7. The vehicle control method according to claim 6, characterized in that, The control execution steps include: The suspension height adjustment parameter, wheel slippage control parameter, and power response parameter included in the control parameters are determined according to the suspension adjustment strategy, the wheel drive strategy, and the power response strategy, respectively. Obtain the suspension height value corresponding to the suspension height adjustment parameter, and use the suspension height adjustment parameter to control the vehicle's suspension to reach the suspension height value; Obtain the wheel slip speed threshold corresponding to the wheel slip control parameters, and use the wheel slip speed threshold to adjust the timing of wheel slip intervention of the vehicle; Obtain the power adjustment curve corresponding to the power response parameters, and use the power adjustment curve to adjust the driving state of the vehicle.
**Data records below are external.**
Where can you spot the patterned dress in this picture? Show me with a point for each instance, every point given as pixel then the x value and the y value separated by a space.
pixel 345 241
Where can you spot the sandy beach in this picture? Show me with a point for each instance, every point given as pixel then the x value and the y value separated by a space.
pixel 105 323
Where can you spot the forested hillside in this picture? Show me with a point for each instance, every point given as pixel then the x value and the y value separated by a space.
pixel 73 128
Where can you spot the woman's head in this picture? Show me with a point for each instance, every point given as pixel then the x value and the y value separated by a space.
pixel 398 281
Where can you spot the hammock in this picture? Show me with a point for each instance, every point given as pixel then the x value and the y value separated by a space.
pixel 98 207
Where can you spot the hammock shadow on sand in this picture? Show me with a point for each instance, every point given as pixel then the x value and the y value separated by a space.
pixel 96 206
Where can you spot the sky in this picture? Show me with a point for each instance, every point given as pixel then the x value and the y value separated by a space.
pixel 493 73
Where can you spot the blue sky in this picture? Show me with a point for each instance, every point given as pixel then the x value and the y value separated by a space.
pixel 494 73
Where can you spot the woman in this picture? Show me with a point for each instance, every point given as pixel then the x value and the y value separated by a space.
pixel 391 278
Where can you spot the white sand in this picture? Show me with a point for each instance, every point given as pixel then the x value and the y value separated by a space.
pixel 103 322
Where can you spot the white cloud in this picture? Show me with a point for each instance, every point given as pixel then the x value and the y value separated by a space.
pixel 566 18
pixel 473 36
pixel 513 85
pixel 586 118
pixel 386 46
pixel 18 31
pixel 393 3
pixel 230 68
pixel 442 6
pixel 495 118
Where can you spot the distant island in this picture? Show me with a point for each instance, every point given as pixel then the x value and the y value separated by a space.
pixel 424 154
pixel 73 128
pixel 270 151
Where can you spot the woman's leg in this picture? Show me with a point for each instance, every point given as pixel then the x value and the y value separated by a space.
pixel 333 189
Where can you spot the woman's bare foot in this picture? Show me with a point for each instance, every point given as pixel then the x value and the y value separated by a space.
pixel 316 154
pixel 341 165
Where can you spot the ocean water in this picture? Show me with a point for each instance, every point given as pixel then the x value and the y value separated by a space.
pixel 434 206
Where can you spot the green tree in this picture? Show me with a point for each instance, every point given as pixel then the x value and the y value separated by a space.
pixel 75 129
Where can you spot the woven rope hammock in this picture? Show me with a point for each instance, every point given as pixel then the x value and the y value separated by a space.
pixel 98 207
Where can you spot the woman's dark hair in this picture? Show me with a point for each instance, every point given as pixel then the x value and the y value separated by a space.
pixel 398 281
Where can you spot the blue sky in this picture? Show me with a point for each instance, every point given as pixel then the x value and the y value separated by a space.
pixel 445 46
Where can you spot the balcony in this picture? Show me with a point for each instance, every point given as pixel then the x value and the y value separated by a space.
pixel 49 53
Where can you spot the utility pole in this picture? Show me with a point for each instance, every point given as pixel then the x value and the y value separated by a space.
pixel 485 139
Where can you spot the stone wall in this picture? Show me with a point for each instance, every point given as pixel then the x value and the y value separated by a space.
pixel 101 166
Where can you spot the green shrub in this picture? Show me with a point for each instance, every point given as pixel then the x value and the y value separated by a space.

8. A vehicle control system, characterized in that, The system includes: Active perception module: used to acquire road environment data corresponding to the current time period in real time based on the vehicle's built-in camera and detection radar, determine the vehicle's road driving information corresponding to the next time period based on the road environment data, and determine the vehicle's wheel predicted torque based on the road driving information. Passive sensing module: used to acquire vehicle attitude data and vehicle control data corresponding to the current time period based on the vehicle's built-in state sensors, and to determine the required wheel torque of the vehicle based on the vehicle attitude data and the vehicle control data; The weight setting module is used to determine the road surface type corresponding to the vehicle's driving road based on the road environment data, and calculate the recognition accuracy of the vehicle when identifying the road surface type on the driving road; obtain the weather data corresponding to the driving road based on the road environment data, and determine the environmental interference degree corresponding to the vehicle when identifying the road surface type on the driving road based on the weather data; and determine the weighting coefficient between the predicted wheel torque and the required wheel torque based on the difference between the recognition accuracy and the environmental interference degree; wherein, the weighting coefficient is used to determine the distribution ratio of the predicted wheel torque and the required wheel torque in the torque matching result calculation process; Decision determination module: used to determine the torque matching result of the vehicle based on the difference between the predicted torque of the wheel and the required torque of the wheel, and to obtain the control parameters of the vehicle in the next time period based on the torque matching result; Control execution module: used to adjust the driving state of the vehicle using the control parameters.

9. An electronic device, characterized in that, The electronic device includes a processor and a memory, the memory storing computer-executable instructions that can be executed by the processor, the processor executing the computer-executable instructions to implement the steps of the vehicle control method according to any one of claims 1 to 7.